2. Lutaremos contra a privatização das terras, disfarçada de titulação, e que pretende livrar-se dos assentados como mecanismo de exclusão das políticas de reforma agrária. Exigimos o registro dos lotes e dos assentamentos na forma de Concessão de Direito Real de Uso da Terra (CDRU) e o impedimento da venda de terras dos assentamentos.
3. Nos comprometemos a lutar com o conjunto dos trabalhadores e trabalhadoras contra a reforma da previdência, a reforma trabalhista e outras medidas que retirem os direitos historicamente conquistados. Nos comprometemos com a construção da Frente Brasil Popular e de seu enraizamento nos municípios.
4. Somos solidários e solidárias a todas as formas de lutas e resistência contra o Golpe e apoiaremos todos os setores de nosso povo que tem se mobilizado em luta, desde os povos indígenas e quilombolas aos estudantes em escolas ocupadas, na defesa da educação pública. Assim, nos somaremos à jornada de lutas de 8 a 15 de março convocada pela Confederação Nacional dos Trabalhadores da Educação (CNTE).
5. Denunciamos a criminalização da luta social, com a utilização de entulhos jurídicos que perseguem e condenam a luta social, sem provas e a serviço dos interesses do capital, fruto da soberba, arrogância e autoritarismo de um Poder Judiciário carregado de privilégios, mas sem nenhum compromisso social. Exigimos a liberdade de todos os trabalhadores presos e perseguidos.
6. Convocamos todas as mulheres, do campo e urbanas, para uma grande jornada de lutas no 8 de Março. As trabalhadoras são as mais atingidas pela reforma da previdência, aprofundando as desigualdades de gênero numa sociedade machista e patriarcal.
7. Combateremos a venda de terras para o capital estrangeiro, o retrocesso da reforma agrária e o modelo do agronegócio através de uma jornada de lutas e ocupações no mês de abril. Propomos ainda a realização de uma grande Marcha Nacional à Brasília, no segundo semestre, para denunciar as medidas do governo golpista.
8. Defendemos a convocação de eleições gerais para o Congresso e para a Presidência da República, para que seja devolvido ao povo o direito de escolher seus representantes.

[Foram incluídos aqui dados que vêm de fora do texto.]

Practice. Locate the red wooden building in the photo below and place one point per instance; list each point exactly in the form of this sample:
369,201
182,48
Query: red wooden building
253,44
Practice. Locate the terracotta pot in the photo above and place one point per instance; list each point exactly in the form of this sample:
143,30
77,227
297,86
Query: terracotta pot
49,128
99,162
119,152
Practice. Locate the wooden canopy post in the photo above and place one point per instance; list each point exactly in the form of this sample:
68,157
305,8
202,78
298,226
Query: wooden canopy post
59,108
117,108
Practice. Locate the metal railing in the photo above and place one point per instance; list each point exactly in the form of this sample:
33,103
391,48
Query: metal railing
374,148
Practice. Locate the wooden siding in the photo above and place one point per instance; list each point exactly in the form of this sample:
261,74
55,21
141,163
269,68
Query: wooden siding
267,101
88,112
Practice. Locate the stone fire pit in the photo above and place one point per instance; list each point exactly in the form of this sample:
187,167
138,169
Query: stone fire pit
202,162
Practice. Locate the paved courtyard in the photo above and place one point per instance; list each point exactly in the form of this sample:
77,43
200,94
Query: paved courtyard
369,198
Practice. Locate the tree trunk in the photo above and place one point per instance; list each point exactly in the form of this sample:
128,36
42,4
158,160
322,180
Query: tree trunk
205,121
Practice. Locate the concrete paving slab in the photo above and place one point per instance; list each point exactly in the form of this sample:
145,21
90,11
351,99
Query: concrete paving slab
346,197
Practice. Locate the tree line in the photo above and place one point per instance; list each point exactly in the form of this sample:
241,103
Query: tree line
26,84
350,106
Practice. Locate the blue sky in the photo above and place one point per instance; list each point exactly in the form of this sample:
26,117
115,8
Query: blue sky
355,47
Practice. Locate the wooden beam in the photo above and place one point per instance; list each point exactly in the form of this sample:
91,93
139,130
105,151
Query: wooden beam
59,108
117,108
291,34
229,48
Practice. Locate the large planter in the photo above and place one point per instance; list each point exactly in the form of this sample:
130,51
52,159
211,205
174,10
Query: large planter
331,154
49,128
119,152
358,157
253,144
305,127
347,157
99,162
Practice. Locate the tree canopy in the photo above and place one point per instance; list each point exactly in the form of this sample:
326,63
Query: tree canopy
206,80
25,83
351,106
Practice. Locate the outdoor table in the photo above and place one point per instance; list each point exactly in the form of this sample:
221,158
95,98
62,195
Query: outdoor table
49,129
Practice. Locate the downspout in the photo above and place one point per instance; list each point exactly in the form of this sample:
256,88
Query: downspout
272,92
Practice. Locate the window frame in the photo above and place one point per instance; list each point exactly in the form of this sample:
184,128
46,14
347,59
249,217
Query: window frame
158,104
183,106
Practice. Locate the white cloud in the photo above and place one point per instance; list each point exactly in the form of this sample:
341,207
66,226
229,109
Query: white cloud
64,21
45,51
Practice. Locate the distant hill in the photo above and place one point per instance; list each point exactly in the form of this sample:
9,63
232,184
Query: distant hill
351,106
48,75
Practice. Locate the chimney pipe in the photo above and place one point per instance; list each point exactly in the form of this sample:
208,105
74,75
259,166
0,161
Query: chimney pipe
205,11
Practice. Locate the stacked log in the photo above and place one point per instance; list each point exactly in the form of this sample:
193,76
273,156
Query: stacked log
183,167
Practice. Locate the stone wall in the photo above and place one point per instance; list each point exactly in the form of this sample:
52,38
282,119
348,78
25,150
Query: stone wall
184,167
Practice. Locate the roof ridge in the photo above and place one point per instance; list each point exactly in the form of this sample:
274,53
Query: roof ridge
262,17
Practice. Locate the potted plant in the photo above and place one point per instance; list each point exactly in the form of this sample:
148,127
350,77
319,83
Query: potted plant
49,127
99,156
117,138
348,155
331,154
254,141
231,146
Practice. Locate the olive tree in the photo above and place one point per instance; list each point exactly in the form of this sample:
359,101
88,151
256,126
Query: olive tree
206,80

9. Nos somaremos a Frente Brasil Popular e outras organizações de trabalhadores e trabalhadoras para construir um Programa Emergencial que combata o desemprego, a desigualdade de renda e a perda de direitos. Convocamos os trabalhadores e trabalhadoras para que no próximo período possamos construir grandes mobilizações da classe em torno do direito a Terra, a Moradia e ao Trabalho.
10. Afirmamos nosso compromisso de solidariedade com a luta de todos os povos do mundo, frente à ofensiva do capital, o autoritarismo dos governos, a prepotência do império estadunidense, as guerras insanas, na defesa dos direitos de todos os povos por justiça e igualdade.
Nos comprometemos como militantes, homens, mulheres e jovens a assumir essas tarefas em defesa do povo brasileiro .
Fortaleza, 27 de Janeiro de 2017
Lutar! Construir Reforma Agrária Popular!